Pinter’s Landscape: A Stylistic Treatment

Abstract

Harold Pinter’s work has the ability to express the inexpressible, to transcend the scope of language itself & in his own Landscape, he is able to show his ability with zest. Although the play seems to refuse to communicate with people, yet its language exposes a unique way of expressing things used by Pinter alone.It is a major difficulty encountered by many critics, as Hayman, Esslin, Quigley and other to solve some enigma with Pinter’s work concerning his language. There is also an agreement that Pinter’s language is doing “a loss of controlled contact between the details of the language & responses to those details.” And as Esslin has put that Pinter’s “words are of the utmost importance; not through their surface meaning, but through the colour & texture of their sound & their associations of meaning.These statements describe what is new in Pinter’s language by means of an appeal to some norm in language that he uses or ignores.
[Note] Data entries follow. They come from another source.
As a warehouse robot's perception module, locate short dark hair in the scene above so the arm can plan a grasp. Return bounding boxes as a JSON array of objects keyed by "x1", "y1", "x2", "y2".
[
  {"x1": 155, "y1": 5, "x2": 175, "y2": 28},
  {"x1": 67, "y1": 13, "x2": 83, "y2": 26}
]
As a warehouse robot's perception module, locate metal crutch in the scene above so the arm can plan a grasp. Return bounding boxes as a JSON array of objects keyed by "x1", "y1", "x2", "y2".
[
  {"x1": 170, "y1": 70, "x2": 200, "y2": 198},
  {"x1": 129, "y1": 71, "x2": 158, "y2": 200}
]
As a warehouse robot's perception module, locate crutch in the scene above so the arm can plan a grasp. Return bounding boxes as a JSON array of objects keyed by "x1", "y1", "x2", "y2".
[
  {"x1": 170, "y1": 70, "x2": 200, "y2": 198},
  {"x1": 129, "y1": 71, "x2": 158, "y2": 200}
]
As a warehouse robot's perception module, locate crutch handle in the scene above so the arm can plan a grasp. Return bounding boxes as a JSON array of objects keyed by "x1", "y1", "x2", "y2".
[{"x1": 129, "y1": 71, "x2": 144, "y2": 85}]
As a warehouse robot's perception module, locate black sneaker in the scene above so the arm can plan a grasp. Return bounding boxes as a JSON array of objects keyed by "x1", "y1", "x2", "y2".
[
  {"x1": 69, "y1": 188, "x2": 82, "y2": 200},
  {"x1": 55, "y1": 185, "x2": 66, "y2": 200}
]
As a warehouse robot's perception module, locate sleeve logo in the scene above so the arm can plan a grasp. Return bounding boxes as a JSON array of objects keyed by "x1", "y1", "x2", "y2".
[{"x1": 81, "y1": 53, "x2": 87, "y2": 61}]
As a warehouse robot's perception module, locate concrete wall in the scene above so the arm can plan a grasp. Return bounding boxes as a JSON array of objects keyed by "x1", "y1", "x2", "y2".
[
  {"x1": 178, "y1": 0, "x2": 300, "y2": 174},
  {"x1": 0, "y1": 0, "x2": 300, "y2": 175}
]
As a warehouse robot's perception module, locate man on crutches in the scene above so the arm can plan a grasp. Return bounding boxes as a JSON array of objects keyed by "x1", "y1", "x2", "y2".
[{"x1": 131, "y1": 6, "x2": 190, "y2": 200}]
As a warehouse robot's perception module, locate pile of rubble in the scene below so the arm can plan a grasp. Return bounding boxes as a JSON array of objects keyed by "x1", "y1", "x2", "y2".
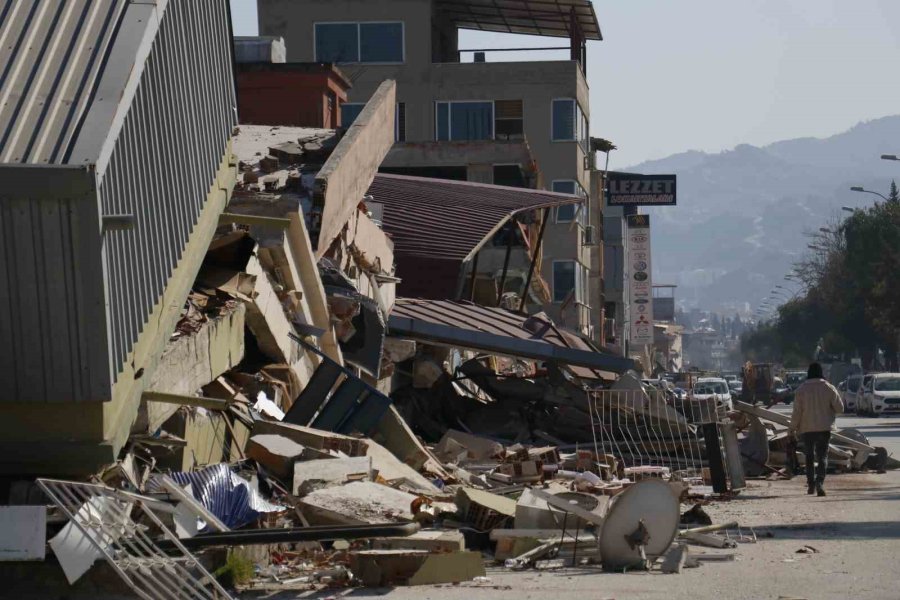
[{"x1": 0, "y1": 84, "x2": 883, "y2": 598}]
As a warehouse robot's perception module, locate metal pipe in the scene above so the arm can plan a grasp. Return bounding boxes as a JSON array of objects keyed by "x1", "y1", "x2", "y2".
[
  {"x1": 157, "y1": 523, "x2": 419, "y2": 550},
  {"x1": 497, "y1": 217, "x2": 518, "y2": 306},
  {"x1": 469, "y1": 250, "x2": 481, "y2": 302},
  {"x1": 519, "y1": 206, "x2": 550, "y2": 312}
]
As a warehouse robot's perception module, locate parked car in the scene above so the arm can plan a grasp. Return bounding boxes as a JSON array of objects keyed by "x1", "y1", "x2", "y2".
[
  {"x1": 862, "y1": 373, "x2": 900, "y2": 417},
  {"x1": 838, "y1": 374, "x2": 862, "y2": 412},
  {"x1": 693, "y1": 377, "x2": 734, "y2": 410},
  {"x1": 784, "y1": 371, "x2": 806, "y2": 391},
  {"x1": 856, "y1": 373, "x2": 875, "y2": 416}
]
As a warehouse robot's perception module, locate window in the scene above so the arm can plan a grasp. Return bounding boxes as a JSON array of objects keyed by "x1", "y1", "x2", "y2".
[
  {"x1": 341, "y1": 102, "x2": 366, "y2": 129},
  {"x1": 552, "y1": 98, "x2": 590, "y2": 152},
  {"x1": 394, "y1": 102, "x2": 406, "y2": 142},
  {"x1": 494, "y1": 100, "x2": 525, "y2": 140},
  {"x1": 359, "y1": 23, "x2": 403, "y2": 63},
  {"x1": 551, "y1": 179, "x2": 588, "y2": 226},
  {"x1": 315, "y1": 21, "x2": 405, "y2": 63},
  {"x1": 553, "y1": 260, "x2": 589, "y2": 305},
  {"x1": 435, "y1": 102, "x2": 494, "y2": 142}
]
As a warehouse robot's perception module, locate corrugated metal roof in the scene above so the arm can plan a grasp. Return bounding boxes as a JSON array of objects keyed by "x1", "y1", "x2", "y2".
[
  {"x1": 0, "y1": 0, "x2": 129, "y2": 164},
  {"x1": 368, "y1": 174, "x2": 581, "y2": 260},
  {"x1": 435, "y1": 0, "x2": 603, "y2": 40},
  {"x1": 388, "y1": 298, "x2": 634, "y2": 379}
]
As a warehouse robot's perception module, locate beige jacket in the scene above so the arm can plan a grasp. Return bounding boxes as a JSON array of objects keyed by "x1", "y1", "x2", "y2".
[{"x1": 791, "y1": 379, "x2": 844, "y2": 433}]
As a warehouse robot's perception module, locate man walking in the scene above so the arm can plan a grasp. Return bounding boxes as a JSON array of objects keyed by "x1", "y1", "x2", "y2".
[{"x1": 791, "y1": 363, "x2": 844, "y2": 496}]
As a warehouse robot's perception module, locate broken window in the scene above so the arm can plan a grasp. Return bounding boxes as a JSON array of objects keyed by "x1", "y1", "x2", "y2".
[
  {"x1": 435, "y1": 102, "x2": 494, "y2": 142},
  {"x1": 553, "y1": 260, "x2": 589, "y2": 304},
  {"x1": 552, "y1": 98, "x2": 590, "y2": 152},
  {"x1": 551, "y1": 179, "x2": 587, "y2": 225},
  {"x1": 494, "y1": 100, "x2": 525, "y2": 140},
  {"x1": 315, "y1": 21, "x2": 405, "y2": 64}
]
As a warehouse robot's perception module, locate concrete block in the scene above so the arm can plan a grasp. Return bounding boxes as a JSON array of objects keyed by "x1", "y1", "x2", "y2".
[
  {"x1": 350, "y1": 550, "x2": 484, "y2": 587},
  {"x1": 253, "y1": 421, "x2": 369, "y2": 456},
  {"x1": 372, "y1": 529, "x2": 466, "y2": 552},
  {"x1": 247, "y1": 434, "x2": 304, "y2": 480},
  {"x1": 516, "y1": 489, "x2": 559, "y2": 529},
  {"x1": 434, "y1": 429, "x2": 503, "y2": 460},
  {"x1": 293, "y1": 456, "x2": 372, "y2": 495},
  {"x1": 300, "y1": 481, "x2": 417, "y2": 525}
]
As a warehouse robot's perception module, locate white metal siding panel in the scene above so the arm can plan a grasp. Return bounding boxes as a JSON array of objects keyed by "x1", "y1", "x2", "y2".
[
  {"x1": 100, "y1": 0, "x2": 236, "y2": 378},
  {"x1": 0, "y1": 0, "x2": 128, "y2": 164},
  {"x1": 0, "y1": 166, "x2": 110, "y2": 403}
]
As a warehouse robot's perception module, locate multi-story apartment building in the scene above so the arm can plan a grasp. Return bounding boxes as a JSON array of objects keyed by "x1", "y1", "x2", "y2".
[{"x1": 258, "y1": 0, "x2": 603, "y2": 339}]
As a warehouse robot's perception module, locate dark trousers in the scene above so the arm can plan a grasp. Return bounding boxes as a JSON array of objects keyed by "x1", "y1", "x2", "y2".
[{"x1": 803, "y1": 431, "x2": 831, "y2": 485}]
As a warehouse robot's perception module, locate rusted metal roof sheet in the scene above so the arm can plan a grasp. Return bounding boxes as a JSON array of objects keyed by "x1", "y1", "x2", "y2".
[
  {"x1": 369, "y1": 174, "x2": 581, "y2": 261},
  {"x1": 0, "y1": 0, "x2": 129, "y2": 164},
  {"x1": 435, "y1": 0, "x2": 603, "y2": 40},
  {"x1": 388, "y1": 298, "x2": 634, "y2": 379}
]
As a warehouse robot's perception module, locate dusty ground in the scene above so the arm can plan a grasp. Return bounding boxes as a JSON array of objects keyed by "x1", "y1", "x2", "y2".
[{"x1": 244, "y1": 417, "x2": 900, "y2": 600}]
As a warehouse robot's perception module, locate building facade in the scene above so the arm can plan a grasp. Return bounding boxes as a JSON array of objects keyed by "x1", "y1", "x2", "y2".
[
  {"x1": 258, "y1": 0, "x2": 603, "y2": 338},
  {"x1": 0, "y1": 0, "x2": 236, "y2": 474}
]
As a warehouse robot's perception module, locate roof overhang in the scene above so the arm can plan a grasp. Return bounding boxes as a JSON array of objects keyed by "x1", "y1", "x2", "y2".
[
  {"x1": 434, "y1": 0, "x2": 603, "y2": 40},
  {"x1": 388, "y1": 299, "x2": 635, "y2": 376}
]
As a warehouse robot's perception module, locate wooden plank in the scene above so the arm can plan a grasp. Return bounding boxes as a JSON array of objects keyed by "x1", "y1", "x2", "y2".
[{"x1": 141, "y1": 390, "x2": 231, "y2": 411}]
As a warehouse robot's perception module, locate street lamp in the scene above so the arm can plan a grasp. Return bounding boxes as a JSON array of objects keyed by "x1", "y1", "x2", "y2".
[{"x1": 850, "y1": 185, "x2": 888, "y2": 202}]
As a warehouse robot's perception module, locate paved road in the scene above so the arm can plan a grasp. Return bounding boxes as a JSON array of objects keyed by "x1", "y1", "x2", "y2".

In dealing with him as one who rejects the boundaries of normal language, assents given to a theoretical position. He has included many assumptions in his language. The implications of the assumption will become clearer if we return for a moment to the notion of style. The use of the word literary criticism leads to a distinction between form & content. This is inescapable when the notion of stylistic variation is indicated by the assumption that something in language is remaining constant. Some meaning, which is frequently “thought of in terms of the referent of a word, is investigated. In this context it becomes apparent that the urge perceives what is new in Pinter by contrasting his language with what is felt.